= 2011 Monegasque municipal elections =

The 2011 Monegasque municipal elections were held on 13 March to elect the 15 members of the Communal Council of Monaco.

==Electoral system==
Monegasque citizens over 18 are entitled to vote. The 15 councillors were elected for a four-year period in a single multi-member constituency using plurality-at-large voting with a two-round system. A majority of the votes were required to be elected.

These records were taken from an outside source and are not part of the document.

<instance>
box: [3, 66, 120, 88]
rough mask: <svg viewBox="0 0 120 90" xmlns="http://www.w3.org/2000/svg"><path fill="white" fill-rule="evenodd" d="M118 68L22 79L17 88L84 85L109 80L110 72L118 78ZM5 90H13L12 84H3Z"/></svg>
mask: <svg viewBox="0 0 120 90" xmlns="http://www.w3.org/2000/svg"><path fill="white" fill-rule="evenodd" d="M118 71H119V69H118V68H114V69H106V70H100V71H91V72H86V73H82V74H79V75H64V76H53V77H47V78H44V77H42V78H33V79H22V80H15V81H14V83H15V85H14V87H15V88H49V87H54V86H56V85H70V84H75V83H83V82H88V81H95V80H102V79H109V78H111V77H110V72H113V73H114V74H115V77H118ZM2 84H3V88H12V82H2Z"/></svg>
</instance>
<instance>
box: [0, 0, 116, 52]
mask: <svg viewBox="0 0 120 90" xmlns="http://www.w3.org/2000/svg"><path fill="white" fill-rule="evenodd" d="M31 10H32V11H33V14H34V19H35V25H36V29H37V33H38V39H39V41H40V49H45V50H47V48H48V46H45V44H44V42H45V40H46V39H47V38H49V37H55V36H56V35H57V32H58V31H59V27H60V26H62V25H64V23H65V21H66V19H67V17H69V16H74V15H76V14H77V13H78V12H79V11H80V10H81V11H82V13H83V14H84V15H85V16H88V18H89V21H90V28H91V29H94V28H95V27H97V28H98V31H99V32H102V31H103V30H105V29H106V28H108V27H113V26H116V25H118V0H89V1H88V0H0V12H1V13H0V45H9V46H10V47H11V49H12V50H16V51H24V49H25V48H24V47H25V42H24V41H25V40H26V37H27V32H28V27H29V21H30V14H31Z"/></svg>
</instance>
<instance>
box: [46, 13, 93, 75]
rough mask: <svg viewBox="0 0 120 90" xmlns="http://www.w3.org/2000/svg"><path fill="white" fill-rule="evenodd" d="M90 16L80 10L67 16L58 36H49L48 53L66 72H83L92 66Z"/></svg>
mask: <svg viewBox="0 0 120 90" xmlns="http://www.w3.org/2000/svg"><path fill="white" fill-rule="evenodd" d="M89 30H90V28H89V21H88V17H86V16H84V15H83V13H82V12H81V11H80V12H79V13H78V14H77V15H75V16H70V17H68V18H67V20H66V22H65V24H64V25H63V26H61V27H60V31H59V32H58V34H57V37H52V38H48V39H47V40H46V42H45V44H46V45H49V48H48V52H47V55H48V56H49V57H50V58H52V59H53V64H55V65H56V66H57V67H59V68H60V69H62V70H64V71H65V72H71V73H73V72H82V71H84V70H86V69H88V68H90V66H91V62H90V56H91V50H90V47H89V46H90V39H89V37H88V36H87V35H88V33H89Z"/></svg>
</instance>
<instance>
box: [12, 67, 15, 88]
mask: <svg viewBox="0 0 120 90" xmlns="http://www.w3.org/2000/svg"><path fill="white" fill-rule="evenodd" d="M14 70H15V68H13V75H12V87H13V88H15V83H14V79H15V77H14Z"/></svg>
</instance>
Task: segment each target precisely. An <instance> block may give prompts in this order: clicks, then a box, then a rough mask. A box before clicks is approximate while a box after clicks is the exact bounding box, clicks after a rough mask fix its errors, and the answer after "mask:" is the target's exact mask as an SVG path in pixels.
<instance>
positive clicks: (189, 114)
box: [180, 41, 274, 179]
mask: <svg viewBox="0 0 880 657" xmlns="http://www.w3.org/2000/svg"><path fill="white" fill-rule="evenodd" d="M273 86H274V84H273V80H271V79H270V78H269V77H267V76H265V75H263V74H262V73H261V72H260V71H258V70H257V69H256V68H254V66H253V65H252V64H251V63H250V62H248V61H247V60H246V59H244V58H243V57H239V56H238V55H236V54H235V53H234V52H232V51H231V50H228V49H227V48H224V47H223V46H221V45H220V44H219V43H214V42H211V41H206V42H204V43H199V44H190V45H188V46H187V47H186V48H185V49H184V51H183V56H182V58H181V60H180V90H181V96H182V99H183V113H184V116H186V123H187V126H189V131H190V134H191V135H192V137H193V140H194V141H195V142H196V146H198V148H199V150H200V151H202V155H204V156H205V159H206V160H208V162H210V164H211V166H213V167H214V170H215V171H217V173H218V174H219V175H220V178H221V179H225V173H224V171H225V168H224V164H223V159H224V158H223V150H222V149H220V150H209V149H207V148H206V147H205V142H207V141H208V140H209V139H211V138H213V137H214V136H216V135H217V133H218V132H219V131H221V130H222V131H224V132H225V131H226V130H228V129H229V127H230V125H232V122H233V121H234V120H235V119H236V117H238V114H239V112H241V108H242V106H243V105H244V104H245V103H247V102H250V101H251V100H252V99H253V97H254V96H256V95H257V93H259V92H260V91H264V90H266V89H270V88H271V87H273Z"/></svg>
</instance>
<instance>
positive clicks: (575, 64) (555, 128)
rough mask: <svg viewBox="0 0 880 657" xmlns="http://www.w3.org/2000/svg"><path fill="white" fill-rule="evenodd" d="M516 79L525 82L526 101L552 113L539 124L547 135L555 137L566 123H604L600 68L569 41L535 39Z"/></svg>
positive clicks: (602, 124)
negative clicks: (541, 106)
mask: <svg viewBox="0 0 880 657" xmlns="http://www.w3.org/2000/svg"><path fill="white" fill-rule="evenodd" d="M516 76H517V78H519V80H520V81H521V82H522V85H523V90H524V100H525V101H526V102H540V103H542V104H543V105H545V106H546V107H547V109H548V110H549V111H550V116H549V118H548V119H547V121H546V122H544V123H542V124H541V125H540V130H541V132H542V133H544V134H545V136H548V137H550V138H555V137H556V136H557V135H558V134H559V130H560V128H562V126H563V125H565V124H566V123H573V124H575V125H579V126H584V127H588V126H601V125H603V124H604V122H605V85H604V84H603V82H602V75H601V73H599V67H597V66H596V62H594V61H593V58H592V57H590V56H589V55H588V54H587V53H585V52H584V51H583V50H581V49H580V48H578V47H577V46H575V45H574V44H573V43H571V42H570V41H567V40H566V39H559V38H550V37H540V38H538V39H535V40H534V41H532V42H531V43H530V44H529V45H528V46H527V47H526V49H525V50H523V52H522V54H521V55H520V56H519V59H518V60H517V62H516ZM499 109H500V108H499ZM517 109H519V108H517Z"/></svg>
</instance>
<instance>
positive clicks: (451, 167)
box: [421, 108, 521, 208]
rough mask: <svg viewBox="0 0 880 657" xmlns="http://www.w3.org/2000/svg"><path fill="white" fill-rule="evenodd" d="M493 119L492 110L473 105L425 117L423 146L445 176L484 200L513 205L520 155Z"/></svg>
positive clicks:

The second round would have been held one week after the first round.
The Mayor of Monaco was elected by the councillors after the election.
Candidates were required to be at least 21 years old and to have the Monegasque nationality for at least 5 years.

==Results==

← 2011 Communal Council of Monaco election results →
| Party | Votes | % | Seats |
| List for the Communal Evolution | 38,077 | 86.1 | 15 |
| List for the Renewal of the Council | 6,133 | 13.9 | 0 |
| Total | 44,210 | 100 | 15 |
| Valid ballots | 3,440 | 94.5 |  |
| Blank ballots | 80 | 2.2 |
| Invalid ballots | 119 | 3.3 |
| Total | 3,639 | 100 |
| Registered voters/turnout | 6,509 | 55.9 |
Source: Journal de Monaco, 18/03/2011, p.486

Georges Marsan was reelected as a mayor after the election.